Além disso, já foram e continuam sendo organizados eventos de intercâmbio e debate sobre perspectivas comparadas de processos de justiça transicional com universidades no exterior e, em 2011, uma parceria com a Universidade de Oxford gerou a publicação A Anistia na Era da Responsabilização: O Brasil em perspectiva Internacional e Comparada (Brasília e Oxford, 2011).

Cooperação

A cooperação internacional é usada principalmente para fins de organização de seminários, capacitação e pesquisa com base nos materiais gerados pela Comissão.

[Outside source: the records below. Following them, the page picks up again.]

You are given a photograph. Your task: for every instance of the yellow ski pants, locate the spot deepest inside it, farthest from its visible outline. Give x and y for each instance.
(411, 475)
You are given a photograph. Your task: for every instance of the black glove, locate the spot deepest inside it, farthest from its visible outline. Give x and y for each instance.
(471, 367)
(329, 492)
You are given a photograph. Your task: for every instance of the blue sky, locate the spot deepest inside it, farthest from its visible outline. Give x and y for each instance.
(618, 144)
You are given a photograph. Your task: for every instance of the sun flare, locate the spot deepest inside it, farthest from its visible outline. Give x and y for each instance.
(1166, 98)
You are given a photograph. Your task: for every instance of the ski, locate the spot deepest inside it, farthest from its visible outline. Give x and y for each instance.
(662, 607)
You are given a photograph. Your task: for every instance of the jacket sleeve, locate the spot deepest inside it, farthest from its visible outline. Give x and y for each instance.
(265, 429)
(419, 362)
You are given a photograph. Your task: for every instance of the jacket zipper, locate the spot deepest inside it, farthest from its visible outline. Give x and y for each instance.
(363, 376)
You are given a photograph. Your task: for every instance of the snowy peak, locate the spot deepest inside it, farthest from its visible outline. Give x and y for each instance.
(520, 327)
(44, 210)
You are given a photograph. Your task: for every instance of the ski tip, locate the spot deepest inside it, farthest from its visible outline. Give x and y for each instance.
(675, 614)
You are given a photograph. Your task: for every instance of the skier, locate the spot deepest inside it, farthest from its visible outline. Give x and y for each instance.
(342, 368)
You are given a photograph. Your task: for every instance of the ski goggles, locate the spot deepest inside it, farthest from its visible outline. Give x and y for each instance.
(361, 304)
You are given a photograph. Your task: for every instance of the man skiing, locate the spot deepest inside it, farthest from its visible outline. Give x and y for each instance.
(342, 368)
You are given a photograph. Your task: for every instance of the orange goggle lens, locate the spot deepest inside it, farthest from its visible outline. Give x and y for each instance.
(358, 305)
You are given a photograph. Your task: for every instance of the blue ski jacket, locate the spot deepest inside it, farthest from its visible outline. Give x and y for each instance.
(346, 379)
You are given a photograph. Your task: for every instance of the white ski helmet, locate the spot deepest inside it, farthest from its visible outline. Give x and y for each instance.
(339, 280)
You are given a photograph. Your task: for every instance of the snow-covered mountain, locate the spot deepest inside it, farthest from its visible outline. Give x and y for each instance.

Já foram celebradas, por exemplo, cooperações internacionais com o Centro internacional para a Justiça Transicional (ICTJ) para a realização de publicações e com o PNUD para lançar iniciativas relacionadas à construção da memória e para a elaboração do projeto do Memorial da Anistia.

Atualmente, está vigente uma cooperação internacional com a Coalisão Internacional de Sítios de Consciência, baseada em Nova York, que possui mais de 200 experiências de sítios de consciência em vários países. Por meio dessa cooperação, a Comissão vem recebendo capacitação em processos de memorialização. Espera-se que essa parceria também ajude na pesquisa e produção de conteúdo para uma das salas do projeto museográfico do Memorial da Anistia, e na produção de seminários sobre memória.

Por fim, Há um programa de cooperações bilaterais também que busca comparar experiências de transição com outros países, como Espanha e Alemanha.



Políticas públicas  
Ver Políticas públicas

Comunicación y participación

Comunicación con la ciudadanía y participación

Comunicação com a população

Com a mudança de gestão institucional em 2007 e a adoção do Projeto Educativo, a Comissão da Anistia buscou, entre outras coisas, promover maior difusão de suas atividades para a sociedade civil como “forma de resgatar a dignidade e a cidadania de todos aqueles que foram perseguidos politicamente pelo regime repressivo ditatorial ocorrido no Brasil” (Relatório de gestão 2007-2010). As Caravanas da Anistia, por exemplo, são um exemplo de política educativa que também está voltada a divulgar para a sociedade civil o trabalho realizado pela instituição.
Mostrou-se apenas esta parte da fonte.